A fine start to the season. An okay episode. It was important to start with an imprint that was distinctly NOT whorehouse. We must establish the utility of an organization like this in order to ensure versatility in episode crafting and I think the kidnap negotiator was a good choice in that vein.
8. Stage Fright:
This is a very high position for this episode, I know, but I honestly felt a whole lot of “whatever” about it where as some others on this list actively upset me. It was messy, for sure, and raised a lot more questions than it answered but, to be fair, it was only the third episode of the entire show. I liked learning that Echo Exceptionalism means that not only does she have the ability to break imprints, she is able to interpret directives independently. She did both in this episode. I liked the nature of the imprint and I believed Eliza’s character Jordan (though I’m pretty sure it’s because that’s who she is in real life) or at least who she believed she was.

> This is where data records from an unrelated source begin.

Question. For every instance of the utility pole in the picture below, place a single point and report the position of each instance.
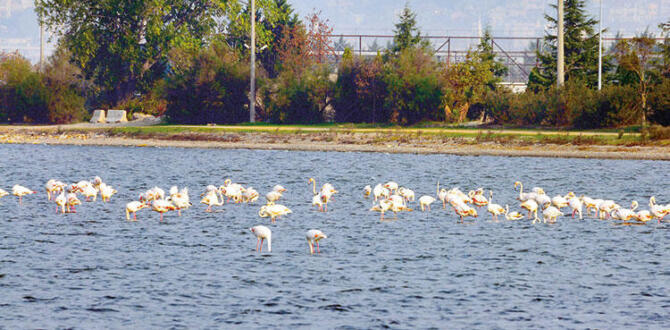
(41, 46)
(600, 47)
(252, 90)
(560, 77)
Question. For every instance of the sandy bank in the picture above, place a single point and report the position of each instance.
(358, 142)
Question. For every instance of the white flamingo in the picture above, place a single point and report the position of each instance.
(262, 233)
(313, 237)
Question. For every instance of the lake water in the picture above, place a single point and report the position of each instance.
(94, 269)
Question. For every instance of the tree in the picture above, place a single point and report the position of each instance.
(122, 44)
(274, 18)
(580, 46)
(406, 33)
(634, 55)
(487, 56)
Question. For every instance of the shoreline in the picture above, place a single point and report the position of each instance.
(338, 142)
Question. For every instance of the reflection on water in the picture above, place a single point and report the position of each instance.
(425, 269)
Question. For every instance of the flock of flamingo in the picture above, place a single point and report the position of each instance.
(387, 197)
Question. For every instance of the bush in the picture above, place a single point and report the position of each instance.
(659, 132)
(299, 98)
(415, 89)
(360, 91)
(23, 96)
(659, 103)
(210, 87)
(63, 80)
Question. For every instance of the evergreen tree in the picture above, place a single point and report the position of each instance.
(486, 55)
(406, 32)
(580, 49)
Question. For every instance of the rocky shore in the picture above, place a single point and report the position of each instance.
(330, 141)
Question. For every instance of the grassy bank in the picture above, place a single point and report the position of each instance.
(380, 134)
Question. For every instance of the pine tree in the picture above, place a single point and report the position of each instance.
(406, 32)
(486, 55)
(580, 47)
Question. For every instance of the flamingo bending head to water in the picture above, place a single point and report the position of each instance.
(313, 237)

Not sure I believed Super Kung Foo Panda of Jordan, but that’s the complication that comes with deep under-cover actives. It doesn’t have to fit. The show also set us up for hating Sierra’s handler, Joe. That is one of the only things that they truly did sequentially instead of ret-conning or trying to tell us what we should have believed the whole time.
Waste of time. Honestly, what an annoying episode. Down towards this end of the list the order gets a bit muddy. These episodes had good points to them, but their overall value for me personally in terms of entertainment and story development was very low.
10. True Believer:
We had such issue with how cults were handled in this episode. I felt that even if the characters were believable (which… ehh) they left a lot of smoking guns unacknowledged and that is just frustrating.
11. The Target:
This avoided dead last because in it we find the first evidence of Alpha meddling with Echo and her imprints. Otherwise, the writing was bad, the acting was bad… I liked the Boyd/Echo progression, though.

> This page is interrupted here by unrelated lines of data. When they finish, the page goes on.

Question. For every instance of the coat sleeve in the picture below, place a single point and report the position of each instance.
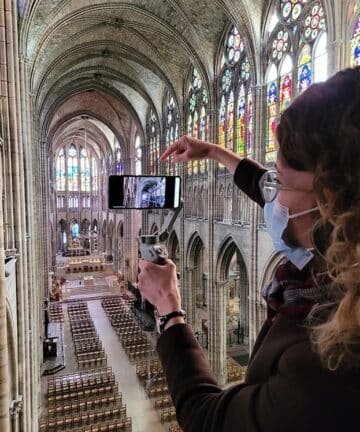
(246, 178)
(290, 399)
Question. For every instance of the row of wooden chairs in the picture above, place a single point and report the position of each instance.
(167, 414)
(106, 373)
(85, 268)
(81, 384)
(134, 340)
(157, 390)
(174, 427)
(85, 405)
(56, 312)
(110, 426)
(77, 305)
(113, 426)
(83, 394)
(83, 419)
(163, 402)
(92, 360)
(235, 371)
(82, 328)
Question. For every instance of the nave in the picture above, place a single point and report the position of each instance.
(112, 379)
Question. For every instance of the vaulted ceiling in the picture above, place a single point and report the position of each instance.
(112, 60)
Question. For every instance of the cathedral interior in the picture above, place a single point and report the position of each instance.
(96, 88)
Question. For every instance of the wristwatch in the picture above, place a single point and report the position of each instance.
(161, 320)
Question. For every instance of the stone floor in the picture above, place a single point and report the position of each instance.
(139, 407)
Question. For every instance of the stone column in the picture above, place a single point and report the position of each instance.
(188, 297)
(338, 44)
(15, 409)
(217, 330)
(259, 154)
(4, 355)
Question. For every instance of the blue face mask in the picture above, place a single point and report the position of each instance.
(277, 219)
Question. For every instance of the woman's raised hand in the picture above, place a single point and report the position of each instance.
(187, 148)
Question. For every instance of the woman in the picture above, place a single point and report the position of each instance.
(304, 371)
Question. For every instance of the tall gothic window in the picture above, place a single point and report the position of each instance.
(355, 44)
(75, 170)
(84, 171)
(235, 110)
(197, 117)
(171, 129)
(297, 57)
(60, 171)
(154, 143)
(138, 156)
(94, 174)
(119, 165)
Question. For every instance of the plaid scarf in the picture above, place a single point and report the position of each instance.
(294, 292)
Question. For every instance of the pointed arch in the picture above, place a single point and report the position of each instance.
(234, 90)
(295, 36)
(231, 267)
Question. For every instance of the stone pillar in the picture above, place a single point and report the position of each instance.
(217, 331)
(15, 409)
(338, 43)
(4, 355)
(259, 97)
(188, 299)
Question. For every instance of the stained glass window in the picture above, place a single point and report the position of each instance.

Waste of my time. A for fun episode that wasn’t even that fun. Mysteries have never been my favorite genre, but I can appreciate the detective-like attitude of wanting to solve the crime along with the main character. This particular type of mystery, however, did not even allow for that. We were kept guessing while the show made its own way through the story. I felt lead along, not engaged with. And it had nothing to do with Echo Exceptionalism. The only world progression we got from the episode was discovering one more way the super-rich can make use of the Dollhouse. Which we didn’t need this episode for.
Holy crap, you got this far? You get a whole mess of kudos, you beautiful little nerd, you.